The Fresno Police Department in central California is using the power of city government to make local schools safer.
On Feb. 15, the Fresno City Council voted to expand and extend the city’s agreement with ShotSpotter Inc., a gunshot-detection system currently contracted by 83 cities across the country.
Fresno, a city of roughly 500,000 residents lying about 200 miles southeast of San Francisco, has held a contract with ShotSpotter since 2015. Funded by a $150,000 grant from the state, the system currently covers 12 square miles and 55 school campuses within the city. With $500,000 receieved from the Fresno Unified School District in March 2016, the coverage area will be extended to 14.6 square miles and an additional 10 campuses, including all of Fresno City College’s campus and the city’s new bus rapid transit line set to open next week.
The latest contract will run three years and cost $440,000, the Fresno Bee reported, but Fresno Police Chief Jerry Dyer reportedly told the city council he hopes to expand the system to cover up to 17 or 18 square miles in the coming year.
Dyer told the council that since the systems have been installed, police officers’ arrival times to emergency situations have been cut in half, from eight minutes to four minutes. He touted the gunshot detection system as the easiest, most accurate technology he has come across in 16 years as chief of the Fresno Police Department.
Without ShotSpotter, he added, officers may not even know a shooting occurred if nobody calls it in, noting that 70 percent of the incidents ShotSpotter picks up are not reported by citizens.
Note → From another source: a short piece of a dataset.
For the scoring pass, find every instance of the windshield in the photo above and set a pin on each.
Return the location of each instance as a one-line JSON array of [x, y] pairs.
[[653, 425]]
The technology consists of network-connected acoustic sensors placed strategically around the city — locations that the police department doesn’t disclose, so as not to alert bad actors to their presence. When a shot is fired, the acoustic sensors record the sound, filter out ambient noise, identify the characteristics of the shot, and upload the sound wave data to a cloud server. From there, the location of the gunshot can be triangulated to within 25 meters, SpotShotter’s website claims.
Following a review of the uploaded data by a human incident response board and confirmation that noise heard was a gunshot, police and first responders are notified immediately — usually within 30-45 seconds, SpotShotter says.
The Fresno City Council vote had been scheduled for weeks, and the high school shooting in Parkland, Florida, just a day earlier weighed heavy on the minds of the council members. Other cities also appear to be considering similar measures — Louisville is looking at connecting its ShotSpotter services to a fleet of automated drones to provide an additional visual cue.